Grade 4/Chapter 5: Factors, Multiples & Patterns
- When you find the factors of a number you can skip count by that number multiple times and arrive at the number you were finding the factors of.
- Factors refer to whole numbers only.
- Illustrative Mathematics: Locker Task (4.OA.4), Multiples of 3, 6, 7 (4.OA.5)
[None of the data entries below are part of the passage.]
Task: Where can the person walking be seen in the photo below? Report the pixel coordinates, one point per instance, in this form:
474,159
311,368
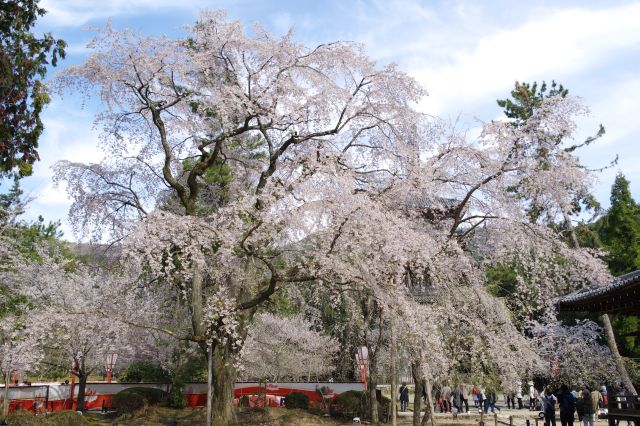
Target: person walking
549,405
510,396
446,398
464,397
404,397
567,406
585,408
596,401
481,398
474,392
533,395
490,401
519,395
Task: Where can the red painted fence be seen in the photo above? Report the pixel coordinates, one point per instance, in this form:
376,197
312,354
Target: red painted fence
43,397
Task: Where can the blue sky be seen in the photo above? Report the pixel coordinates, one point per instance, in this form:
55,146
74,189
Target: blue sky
465,53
- Dr. Math: Different Types of Numbers, Zero & One, Divisibility Rules
Thoughts on Lessons:
- Tools: number grids and tables, Venn Diagrams
- Models: ratio table, factor rainbow, number line
- Center ideas: Divisibility Rules, Numeric & Geometric Patterns,
- Lesson 5.1: Group or partner work. Provide students with whole number products (1 – 100). Ask them to make all possible rectangular arrays each number. Have them determine which ones will take a lone time and which ones won’t. Ask them to explain why? For later use…color code your primes and composites. Make this into a center. Develop a series of questions that allow students to look for patterns. For example, ask students: “Well if we know that 3 is a factor of 12, then what else do we know?” Expected response: “12 can be divided by 3.”
- Lesson 5.2: Have students discover the divisibility rules. Expect fluencies with: 1) All numbers are divisible by 1. 2) All even numbers are divisible by two. 3) All numbers ending in 0 or 5 are divisible by five. 4) All numbers ending in 0 are divisible by ten. The focus should not be to memorize divisibility rules, but to note patterns and number relationships.
- Lesson 5.3: Other than an exploration – DO NOT TEACH. Common factors is a 6th grade standard (CCSS.MATH.CONTENT.6.NS.B.4) – Look at EngageNY – Topic F.
- Lesson 5.4/5.5: Adjust this lesson. Centers for “Find the Multiples of…” and then guided groups to determine if a number is a factor of another number and if the number is prime or composite (Lesson 5.5). Use different strategies to determine factors and multiples. a) Make an array. b) Make a list of the multiples. 3) Use equal groups. 4) Use a divisibility rule. 5) List the factors. 6) Make a Venn Diagram. Turn exercise 17 – 20, pg. 301, into a game. Use the Venn Diagram Idea, pg. 302. Spend 2 – 3 days on this idea or build into a routine and do daily. Introduce concept of prime and composite (Lesson 5.5). Look at the Advanced Learner on pg. 306. Makes a great center. Extension: Find My Match – Same number of factors, primes or composites. Mix, Freeze, Group: Make a groups based upon the number of factors a number has, i.e. students would make a group of 6 for the number 12, because 12 has 6 factors.
- Lesson 5.5: The Sieve of Eratosthenes – Main focus: Explain using precise mathematical language the rational behind each step. Define the word “sieve” as a strainer to filter out something. Other prime number sieves exist. Have students discover this algorithm, by asking the question how can we use the number grid to determine the prime numbers to 100. Have students come up with the questions that can be asked. See sidebar, pg. 308.
- Lesson 5.6: Determine if growth or repeating pattern. Use geometric objects, but focus on the numbers. Use the idea of the Advanced Learners on pg. 312, as a center activity. Have students create a pattern given a rule, and someone else has to continue the pattern. Make the “One Your Own” into a game or center activity. Extend the ideas on pg. 314. in the student generated work. Possible card game: Labels (composite, prime, even, square, etc.). Students are given cards that they have to get rid of by placing under a category and justifying the placement.
- Examples of Repeating (same group over and over again) and Growing Patterns (pattern increased or deceases additively or multiplicatively). Growth and Repeating patterns can happen in either direction (shrinking or decreasing or enlarging or increasing). You need a sequence of three terms to determine a pattern.
- Make an Anchor Chart of strategies for finding factor pairs. See Gr. 6 strategies for GCF
- What is the relationship between factors and multiples?
- Mix, Freeze, Group – Make a groups based upon the number of factors a number has, i.e. students would make a group of 6 for the number 12, because 12 has 6 factors.